About this Journal Submit a Manuscript Table of Contents
The Scientific World Journal
Volume 2014 (2014), Article ID 795762, 6 pages
http://dx.doi.org/10.1155/2014/795762
Review Article

Brain Monitoring: Do We Need a Hole? An Update on Invasive and Noninvasive Brain Monitoring Modalities

1Department of Neurosurgery, The Walton Centre, Liverpool L9 7AL, UK
2Department of Academic Neurosurgery, Addenbrooke’s Hospital, University of Cambridge, P.O. Box 167, Cambridge CB2 0QQ, UK

Received 21 August 2013; Accepted 7 October 2013; Published 23 January 2014

Academic Editors: W. W. Butt and P. Taccone

Copyright © 2014 D. G. Barone and M. Czosnyka. This is an open access article distributed under the Creative Commons Attribution License, which permits unrestricted use, distribution, and reproduction in any medium, provided the original work is properly cited.

Abstract

The ability to measure reliably the changes in the physical and biochemical environment after a brain injury is of great value in the prevention, treatment, and understanding of the secondary injuries. Three categories of multimodal brain monitoring exist: direct signals which are monitored invasively; variables which may be monitored noninvasively; and variables describing brain pathophysiology which are not monitored directly but are calculated at the bedside by dedicated computer software. Intracranial pressure (ICP) monitoring, either as stand-alone value or study of a dynamic trend, has become an important diagnostic tool in the diagnosis and management of multiple neurological conditions. Attempts have been made to measure ICP non-invasively, but this is not a clinical reality yet. There is contrasting evidence that monitoring of ICP is associated with better outcome, and further RCTs based on management protocol are warranted. Computer bedside calculation of “secondary parameters” has shown to be potentially helpful, particularly in helping to optimize “CPP-guided therapy.” In this paper we describe the most popular invasive and non invasive monitoring modalities, with great attention to their clinical interpretation based on the current published evidence.

1. Introduction

Brain injury occurs either at the time of a direct insult or subsequently due to changes in the physical and biochemical environment. The ability to measure these changes reliably is of paramount importance in order to tailor the treatment to each individual patient and therefore prevent the onset of secondary brain injury.

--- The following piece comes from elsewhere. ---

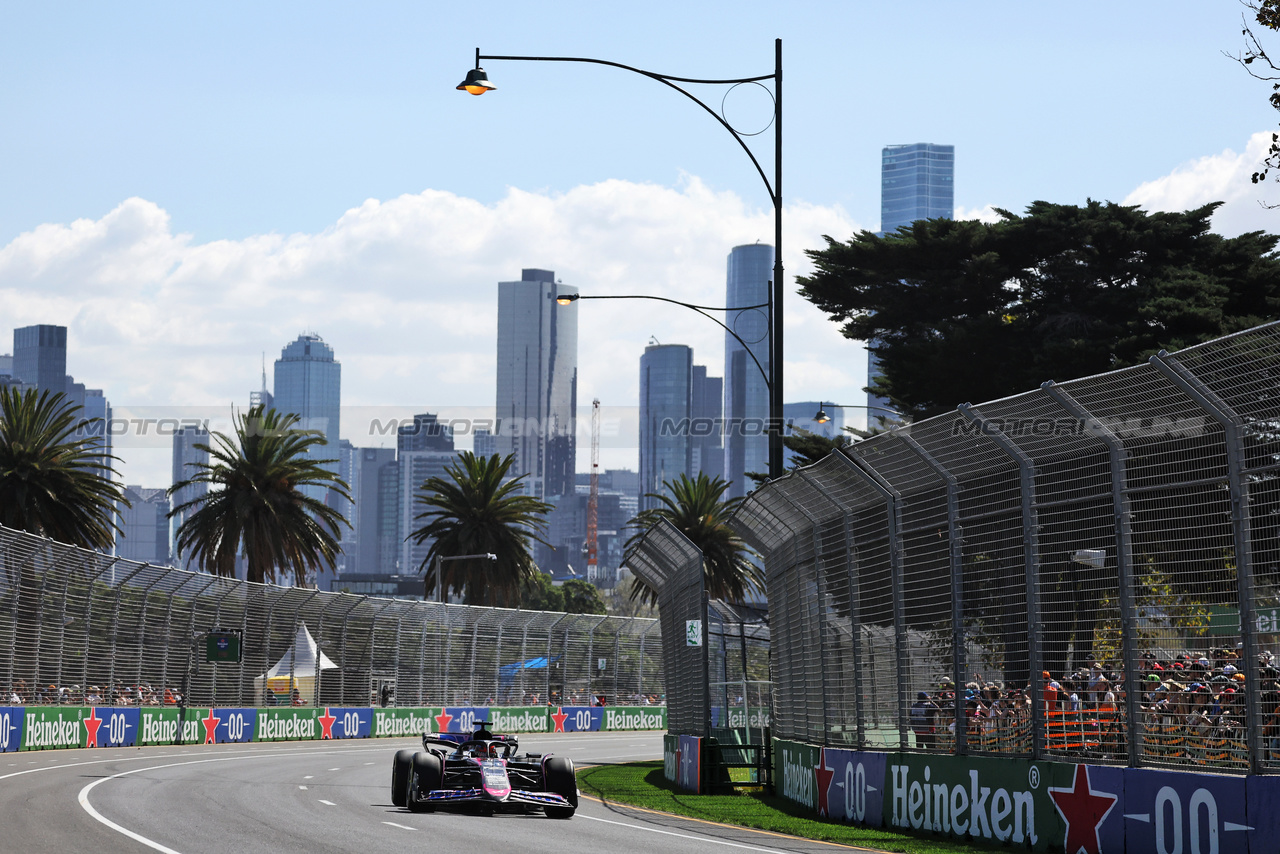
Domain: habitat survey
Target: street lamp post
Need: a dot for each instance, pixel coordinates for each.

Multimodal brain monitoring can be grouped into three categories:(1)direct signals which are monitored invasively (e.g., intracranial pressure (ICP), tissue oxygenation, microdialysis, parenchymal blood flow, etc.);(2)variables which may be monitored noninvasively (e.g., transcranial Doppler (TCD) or near infrared spectroscopy (NIRS));(3)variables describing brain pathophysiology which are not monitored directly but are calculated at the bedside by dedicated computer software. The simplest example is the cerebral perfusion pressure (CPP), which is the difference between the mean arterial blood pressure (MAP) and the ICP , and therefore it is a calculated variable. More sophisticated examples include various indices of vascular reactivity or cerebral autoregulation [1], brain compensatory reserve [2], vascular resistances, and brain compartmental compliances [3].

2. Intracranial Pressure (ICP)

Even though since the end of the 19th century the spinal CSF pressure was used as indirect measure of ICP, the first reports of the use of continuous intracranial pressure monitoring via ventricular catheter were by Guillaume and Janny in 1951 [4] and later by Lundberg in 1960 [5]. With time, ICP monitoring has become an important component in the diagnosis and management of multiple neurological conditions, such as head injury, hydrocephalus, subarachnoid haemorrhage, and intracranial haematoma.

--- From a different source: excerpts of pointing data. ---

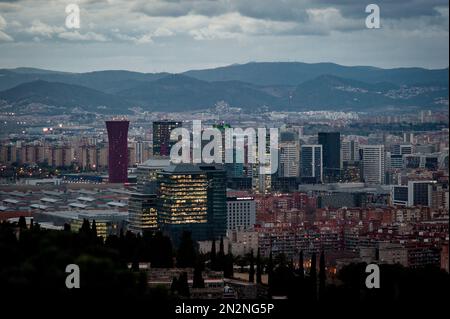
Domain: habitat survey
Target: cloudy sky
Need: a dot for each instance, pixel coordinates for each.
(177, 35)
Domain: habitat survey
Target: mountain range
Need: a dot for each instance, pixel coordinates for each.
(282, 86)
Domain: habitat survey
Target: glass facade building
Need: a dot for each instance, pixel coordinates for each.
(118, 151)
(192, 197)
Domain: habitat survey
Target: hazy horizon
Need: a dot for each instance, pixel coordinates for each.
(175, 36)
(213, 67)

The particular anatomy of the brain, which is enclosed and protected by a rigid skull, creates a unique pressure-volume relationship compared to the rest of the human body, as already described by Monroe and Kelly more than 200 years ago. In normal circumstances the ICP is kept in its normal range, maintaining the relationship between the cerebrospinal fluid (CSF), the intracerebral blood, and brain tissue constant. In current clinical practice the ICP is measured invasively using an intracranial (ventricular, parenchymal, subdural, or extradural) catheter connected to or integrated with a pressure transducer.

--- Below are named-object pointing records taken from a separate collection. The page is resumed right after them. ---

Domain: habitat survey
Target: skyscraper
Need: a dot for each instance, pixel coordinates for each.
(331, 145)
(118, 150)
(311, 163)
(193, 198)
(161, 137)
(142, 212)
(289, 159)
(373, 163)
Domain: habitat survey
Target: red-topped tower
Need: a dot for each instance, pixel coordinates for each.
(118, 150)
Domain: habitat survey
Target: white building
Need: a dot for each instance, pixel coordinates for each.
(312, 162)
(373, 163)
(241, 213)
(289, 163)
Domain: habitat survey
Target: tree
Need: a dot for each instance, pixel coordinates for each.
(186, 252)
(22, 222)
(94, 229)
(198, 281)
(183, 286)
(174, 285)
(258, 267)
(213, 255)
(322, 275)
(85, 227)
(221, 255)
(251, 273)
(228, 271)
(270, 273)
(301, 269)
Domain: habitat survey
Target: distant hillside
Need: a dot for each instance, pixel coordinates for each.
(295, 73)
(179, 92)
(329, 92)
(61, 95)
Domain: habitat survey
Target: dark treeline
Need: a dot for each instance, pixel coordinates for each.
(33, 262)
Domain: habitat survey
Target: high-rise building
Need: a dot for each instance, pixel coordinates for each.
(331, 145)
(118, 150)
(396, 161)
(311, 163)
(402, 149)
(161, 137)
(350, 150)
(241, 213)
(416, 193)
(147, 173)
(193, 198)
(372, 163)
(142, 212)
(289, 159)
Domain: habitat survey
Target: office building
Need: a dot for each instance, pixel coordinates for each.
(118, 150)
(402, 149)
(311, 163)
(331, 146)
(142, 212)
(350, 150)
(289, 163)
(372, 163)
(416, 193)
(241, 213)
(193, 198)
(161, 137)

The interpretation of ICP using the single “number,” either at one moment in time or the average over a period of time (e.g., daily ICP), although useful, can often be misleading. Figure 1 demonstrates the case of a head injury patient with a highly unstable ICP, due to “plateau” waves. It has a dynamic trend, ranging from 10 to above 55 mmHg, and any increase in ICP follows a decrease in CPP down to 40 mmHg, during which secondary “brain insults” happen. Such high ICP dynamics is not always well represented by its average value and only continuous trending, with a good representation of monitoring values, can reveal such a hyperdynamic state.

fig1
Figure 1: Case of a head injury patient with a highly unstable ICP, due to “plateau” waves. Details are in the text. ICP: intracranial pressure. ABP: arterial blood pressure. CPP: cerebral perfusion pressure.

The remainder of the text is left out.